ACME / Automatic TLS
The acme feature allows Runique to manage its own Let's Encrypt certificates
without a reverse proxy.
# Cargo.toml
runique = { features = ["acme"] }
# .env
ACME_ENABLED=true
ACME_DOMAIN=mydomain.com
ACME_EMAIL=admin@mydomain.com
ACME_CERTS_DIR=/absolute/path/to/certs # default: ./certs
ACME_CERTS_DIRshould be an absolute path in production.
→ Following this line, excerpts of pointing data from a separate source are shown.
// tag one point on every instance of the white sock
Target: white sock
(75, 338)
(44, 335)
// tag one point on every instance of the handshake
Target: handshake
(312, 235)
A relative path depends on the systemdWorkingDirectory— if not set correctly, the certificate is not found and the server crashes on every restart.If
ACME_ENABLED=truebut theacmefeature is not compiled in, Runique prints a warning at startup.
Required ports
| Port | Usage |
|---|---|
| 80 | Let's Encrypt HTTP-01 challenge + HTTPS redirect |
| 443 | HTTPS (TLS) |
To listen on these ports without root, use CAP_NET_BIND_SERVICE:
# /etc/systemd/system/runique.service
[Service]
CapabilityBoundingSet=CAP_NET_BIND_SERVICE
AmbientCapabilities=CAP_NET_BIND_SERVICE
Behind a reverse proxy
If a reverse proxy (nginx, Caddy, Cloudflare) handles TLS, Runique runs over HTTP
on an internal port (e.g. 3000) and does not require the acme feature.
ACME_ENABLED=false
PORT=3000
IP_SERVER=127.0.0.1
For HTTPS redirection, let the proxy handle it and disable ENFORCE_HTTPS on
Runique's side to avoid a double redirect.